What Is an Embedded System?

by David Rein

Embedded systems cover a wide range of computing needs from single-function microcontroller units (MCU) in microwave ovens to large multiprocessor distributed systems with terabytes of storage in data acquisition systems. I will attempt to answer three questions about embedded systems: what is an embedded system, what are examples of embedded systems and what are some of their design issues?

Wikipedia defines an embedded system as: “a computer system designed to perform one or a few dedicated functions often with real-time computing constraints. It is embedded as part of a complete device often including hardware and mechanical parts. By contrast, a general-purpose computer, such as a PC, is designed to be flexible and meet a wide range of user needs.”

The defining characteristic of an embedded system is purpose—not platform, peripherals or operating environment.

Embedded systems might have no user interactions. Such systems are referred to as headless, having no display, keyboard or buttons. An automobile's engine controller is a perfect example of a headless system.

But many embedded systems have significant user interactions. A portable instrument might have a two line display and keypad. Network routers use a Web browser for configuration and status. Process control systems, such as an automated manufacturing system, can have several dedicated workstations.

There is also a constraint of whether the systems should be real-time or not. A real-time system is one that has the requirement of handling a situation in an allotted unit of time. For example, an anti-lock brake system needs to execute its functions in time to prevent the wheels of the car from locking up—a very important action indeed.

Embedded systems start in size and complexity from a simple microcontroller unit—a system on a chip (SOC) controller—on circuit boards the size of a USB flash drive. The smallest MCUs handle a single function such as opening and closing a door lock. Larger systems use single board computers (SBCs), which have additional off-chip resources. A WiFi router is a good example of this. The largest embedded systems, like radar or image processing systems, have multiple processors and are often interconnected with many subsystems.

Recently I was part of a team developing one of these larger systems. It was a multi-spectral remote sensing system which gathered images for analysis and merged other collected data directly into the metadata of the images. Essentially, these images became their own libraries of information.

This system involved a high-end camera, an SBC unit, a real-time controller, a PowerPC as the front-end and data merging subsystem and an additional PC for file storage. Needless to say, it was highly complex.

There were several issues that arose during development. The first question was what operating systems to use on the various subsystems. Linux was the easy choice for the file server. Its jobs were to receive data, write them to disk and communicate over USB. All three areas are well supported by Linux. Additionally, being a PC, the OS configuration issues were minimal.

The question became more difficult when looking at the PowerPC subsystem. The answer was very complex since within this question were many other questions to be answered before a solution could be chosen.

In this case, the vendor supplied a Linux solution but it needed to meet performance requirements. To test, a series of benchmarks were developed and used to characterize its performance and to isolate software constraints from hardware limits. The vendor solution met the basic requirements and was another easy choice. This allowed the project to benefit from many other Linux resources.

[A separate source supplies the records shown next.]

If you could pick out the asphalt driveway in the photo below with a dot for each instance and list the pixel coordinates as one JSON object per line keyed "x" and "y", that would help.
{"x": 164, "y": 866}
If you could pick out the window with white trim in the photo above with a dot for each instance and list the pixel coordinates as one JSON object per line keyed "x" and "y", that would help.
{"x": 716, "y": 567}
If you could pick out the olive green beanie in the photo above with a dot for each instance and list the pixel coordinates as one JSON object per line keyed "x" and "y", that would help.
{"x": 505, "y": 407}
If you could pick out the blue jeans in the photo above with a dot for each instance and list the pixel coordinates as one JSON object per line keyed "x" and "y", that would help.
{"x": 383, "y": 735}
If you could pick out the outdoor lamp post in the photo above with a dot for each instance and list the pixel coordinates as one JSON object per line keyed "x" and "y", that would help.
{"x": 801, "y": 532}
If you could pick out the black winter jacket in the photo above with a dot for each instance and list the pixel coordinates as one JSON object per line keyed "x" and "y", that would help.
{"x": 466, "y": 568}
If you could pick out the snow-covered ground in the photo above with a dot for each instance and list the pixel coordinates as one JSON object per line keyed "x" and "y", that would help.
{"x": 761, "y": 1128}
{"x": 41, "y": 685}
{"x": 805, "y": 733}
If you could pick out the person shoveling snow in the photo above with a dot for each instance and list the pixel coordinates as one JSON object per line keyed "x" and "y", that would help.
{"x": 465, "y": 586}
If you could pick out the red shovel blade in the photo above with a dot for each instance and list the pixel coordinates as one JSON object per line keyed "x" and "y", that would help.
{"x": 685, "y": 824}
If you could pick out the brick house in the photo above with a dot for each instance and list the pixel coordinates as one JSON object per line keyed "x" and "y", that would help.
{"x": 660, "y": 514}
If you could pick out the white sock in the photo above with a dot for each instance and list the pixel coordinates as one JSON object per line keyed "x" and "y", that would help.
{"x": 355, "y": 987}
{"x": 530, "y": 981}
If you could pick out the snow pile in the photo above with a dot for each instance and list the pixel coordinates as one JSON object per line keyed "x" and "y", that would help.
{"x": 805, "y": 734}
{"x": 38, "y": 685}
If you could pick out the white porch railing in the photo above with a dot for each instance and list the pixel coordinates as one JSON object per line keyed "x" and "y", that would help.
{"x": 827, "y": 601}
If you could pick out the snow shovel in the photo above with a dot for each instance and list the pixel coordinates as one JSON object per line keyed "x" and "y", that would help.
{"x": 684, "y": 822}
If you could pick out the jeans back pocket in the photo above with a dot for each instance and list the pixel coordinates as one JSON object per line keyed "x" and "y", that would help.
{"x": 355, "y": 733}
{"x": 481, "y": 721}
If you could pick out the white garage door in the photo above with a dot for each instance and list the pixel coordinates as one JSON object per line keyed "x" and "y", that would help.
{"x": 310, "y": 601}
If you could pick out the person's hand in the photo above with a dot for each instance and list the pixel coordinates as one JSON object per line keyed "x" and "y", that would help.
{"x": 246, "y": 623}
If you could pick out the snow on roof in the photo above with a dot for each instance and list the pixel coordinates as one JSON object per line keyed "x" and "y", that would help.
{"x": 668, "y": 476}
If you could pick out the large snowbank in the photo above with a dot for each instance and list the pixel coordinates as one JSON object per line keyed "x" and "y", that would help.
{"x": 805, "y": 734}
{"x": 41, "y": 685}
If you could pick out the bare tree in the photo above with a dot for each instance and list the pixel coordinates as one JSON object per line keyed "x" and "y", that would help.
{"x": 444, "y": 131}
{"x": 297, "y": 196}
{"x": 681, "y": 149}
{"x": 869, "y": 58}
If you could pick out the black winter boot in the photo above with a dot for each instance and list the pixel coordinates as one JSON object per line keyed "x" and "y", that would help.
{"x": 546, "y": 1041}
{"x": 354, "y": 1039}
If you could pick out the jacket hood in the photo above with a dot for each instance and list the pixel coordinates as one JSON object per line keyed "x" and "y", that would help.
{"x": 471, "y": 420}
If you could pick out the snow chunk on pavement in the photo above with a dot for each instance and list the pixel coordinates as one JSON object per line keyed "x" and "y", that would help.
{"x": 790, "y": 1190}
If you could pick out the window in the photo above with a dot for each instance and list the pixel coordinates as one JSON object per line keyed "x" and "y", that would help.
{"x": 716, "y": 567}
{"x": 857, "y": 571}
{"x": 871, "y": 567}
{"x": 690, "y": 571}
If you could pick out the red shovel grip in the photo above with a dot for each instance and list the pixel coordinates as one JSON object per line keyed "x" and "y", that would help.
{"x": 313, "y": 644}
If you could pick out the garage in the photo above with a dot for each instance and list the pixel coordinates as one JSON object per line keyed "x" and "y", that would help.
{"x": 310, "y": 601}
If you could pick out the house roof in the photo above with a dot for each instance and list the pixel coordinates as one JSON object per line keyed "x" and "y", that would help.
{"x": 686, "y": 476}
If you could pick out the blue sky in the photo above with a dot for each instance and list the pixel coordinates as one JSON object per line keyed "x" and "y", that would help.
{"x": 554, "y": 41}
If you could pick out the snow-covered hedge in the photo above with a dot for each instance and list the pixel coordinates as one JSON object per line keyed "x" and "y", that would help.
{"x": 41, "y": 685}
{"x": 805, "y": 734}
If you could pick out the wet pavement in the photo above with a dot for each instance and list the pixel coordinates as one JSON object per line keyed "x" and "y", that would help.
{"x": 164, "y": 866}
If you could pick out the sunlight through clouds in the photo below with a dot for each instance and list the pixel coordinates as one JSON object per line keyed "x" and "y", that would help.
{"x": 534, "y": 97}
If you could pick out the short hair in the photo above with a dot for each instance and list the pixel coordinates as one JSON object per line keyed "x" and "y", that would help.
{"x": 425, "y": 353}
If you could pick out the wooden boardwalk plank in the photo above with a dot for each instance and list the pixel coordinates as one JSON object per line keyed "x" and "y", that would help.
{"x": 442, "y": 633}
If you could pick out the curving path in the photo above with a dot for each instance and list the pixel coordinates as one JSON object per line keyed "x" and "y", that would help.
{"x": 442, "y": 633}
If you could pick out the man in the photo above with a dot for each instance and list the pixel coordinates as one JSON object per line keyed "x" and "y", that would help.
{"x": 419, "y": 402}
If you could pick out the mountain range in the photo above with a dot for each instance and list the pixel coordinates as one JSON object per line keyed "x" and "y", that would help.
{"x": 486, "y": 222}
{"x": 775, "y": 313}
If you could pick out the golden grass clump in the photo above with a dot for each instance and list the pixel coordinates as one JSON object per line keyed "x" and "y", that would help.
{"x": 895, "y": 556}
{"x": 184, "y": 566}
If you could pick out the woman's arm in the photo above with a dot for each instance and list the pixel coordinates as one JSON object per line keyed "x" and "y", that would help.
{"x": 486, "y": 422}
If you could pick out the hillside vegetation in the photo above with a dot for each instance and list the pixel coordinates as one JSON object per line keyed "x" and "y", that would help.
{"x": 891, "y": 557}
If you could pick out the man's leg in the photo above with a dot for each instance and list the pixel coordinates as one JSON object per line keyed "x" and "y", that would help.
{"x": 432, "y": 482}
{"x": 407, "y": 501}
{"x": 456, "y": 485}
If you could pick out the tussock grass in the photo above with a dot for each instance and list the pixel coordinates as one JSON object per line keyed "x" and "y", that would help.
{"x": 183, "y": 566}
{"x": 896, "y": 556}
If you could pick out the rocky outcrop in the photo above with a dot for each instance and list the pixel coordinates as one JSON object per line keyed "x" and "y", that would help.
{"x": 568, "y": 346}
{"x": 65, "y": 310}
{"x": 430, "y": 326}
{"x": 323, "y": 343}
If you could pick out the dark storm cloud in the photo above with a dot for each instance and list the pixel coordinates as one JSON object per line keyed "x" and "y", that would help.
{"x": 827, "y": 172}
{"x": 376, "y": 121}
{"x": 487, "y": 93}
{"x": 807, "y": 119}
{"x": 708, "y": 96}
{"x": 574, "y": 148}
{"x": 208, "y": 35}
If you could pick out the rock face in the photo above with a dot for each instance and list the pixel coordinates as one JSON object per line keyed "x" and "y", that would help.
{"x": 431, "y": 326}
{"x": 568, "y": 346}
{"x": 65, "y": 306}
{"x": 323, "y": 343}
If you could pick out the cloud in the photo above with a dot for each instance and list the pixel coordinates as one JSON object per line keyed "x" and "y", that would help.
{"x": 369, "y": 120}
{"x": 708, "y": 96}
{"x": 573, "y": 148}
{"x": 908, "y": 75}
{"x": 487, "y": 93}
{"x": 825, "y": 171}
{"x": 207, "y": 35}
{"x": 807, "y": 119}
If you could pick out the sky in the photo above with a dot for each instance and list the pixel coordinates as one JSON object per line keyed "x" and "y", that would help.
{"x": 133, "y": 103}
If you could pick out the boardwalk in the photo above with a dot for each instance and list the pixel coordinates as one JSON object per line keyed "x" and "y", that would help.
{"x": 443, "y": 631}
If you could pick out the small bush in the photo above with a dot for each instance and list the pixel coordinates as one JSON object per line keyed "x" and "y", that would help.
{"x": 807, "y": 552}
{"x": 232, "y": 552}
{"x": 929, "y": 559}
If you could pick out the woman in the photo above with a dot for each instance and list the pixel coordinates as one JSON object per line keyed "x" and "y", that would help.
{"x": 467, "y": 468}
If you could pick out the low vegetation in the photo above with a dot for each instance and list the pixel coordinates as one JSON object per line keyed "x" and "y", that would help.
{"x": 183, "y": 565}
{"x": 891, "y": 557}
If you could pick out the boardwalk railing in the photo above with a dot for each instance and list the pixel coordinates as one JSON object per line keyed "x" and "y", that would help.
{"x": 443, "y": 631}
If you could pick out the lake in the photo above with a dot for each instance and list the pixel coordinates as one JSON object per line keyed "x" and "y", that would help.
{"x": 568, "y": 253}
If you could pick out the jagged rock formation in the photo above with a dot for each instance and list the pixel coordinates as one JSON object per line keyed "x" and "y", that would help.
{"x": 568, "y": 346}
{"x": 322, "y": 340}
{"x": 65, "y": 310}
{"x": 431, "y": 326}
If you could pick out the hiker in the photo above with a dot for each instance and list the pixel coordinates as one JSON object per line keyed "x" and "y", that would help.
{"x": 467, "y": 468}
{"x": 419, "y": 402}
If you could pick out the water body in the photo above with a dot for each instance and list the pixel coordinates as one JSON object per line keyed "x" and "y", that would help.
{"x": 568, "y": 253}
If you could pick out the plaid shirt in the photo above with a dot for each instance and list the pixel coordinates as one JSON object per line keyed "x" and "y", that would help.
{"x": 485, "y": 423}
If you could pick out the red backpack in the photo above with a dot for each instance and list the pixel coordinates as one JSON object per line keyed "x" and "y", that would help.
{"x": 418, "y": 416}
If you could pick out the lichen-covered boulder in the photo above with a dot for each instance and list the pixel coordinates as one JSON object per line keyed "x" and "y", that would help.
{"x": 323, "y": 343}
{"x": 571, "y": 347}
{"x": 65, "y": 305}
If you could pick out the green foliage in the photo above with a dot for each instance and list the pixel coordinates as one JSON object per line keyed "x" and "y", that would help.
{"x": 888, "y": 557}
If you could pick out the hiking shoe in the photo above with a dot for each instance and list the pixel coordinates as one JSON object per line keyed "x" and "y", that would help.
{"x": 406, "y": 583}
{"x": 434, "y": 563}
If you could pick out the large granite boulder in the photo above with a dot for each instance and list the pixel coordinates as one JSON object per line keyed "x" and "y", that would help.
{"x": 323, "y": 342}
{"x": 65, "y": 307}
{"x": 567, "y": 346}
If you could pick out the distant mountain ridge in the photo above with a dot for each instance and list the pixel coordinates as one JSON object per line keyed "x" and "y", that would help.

The second question was, of these subsystems, what situations might justify additional embedded solutions? This would add further complexity to the already large system, but it is often asked when using PC-like solutions for real-time systems. The major problem with a PC and a high level OS like Linux or Windows is the latency they present that is not found in real-time systems. An additional problem is the lack of hardware timing resources.

A common requirement in embedded systems is the ability to timestamp events to microsecond accuracy. A good solution is to use an input capture timer which can acquire the time of an external event. A PC does not have this type of timer. It requires additional hardware in the form of a timer card or an embedded processor.

A timer card must either supply its own device drivers or it must be custom coded in order for the application to be able to use the card. An embedded processor requires bringing up its basic environment including its drivers and then development of its firmware, the code that runs its core functions. Further, the processor needs to be integrated so that it can communicate properly.

There are many processor cards available that include an OS and a timer. We chose one that came with its OS, timer and communications preloaded. It had extra functionality that added to the overall resources of the subsystem.

As described, embedded systems vary greatly and the complexity of the above large system was greatly reduced for the purposes of easy explanation. The variety and utility of embedded systems has integrated them so thoroughly into our everyday lives that they are often overlooked. We can easily see how embedded systems are applicable for use in projects as involved as those done by NASA, but how about that television remote or that new dishwasher?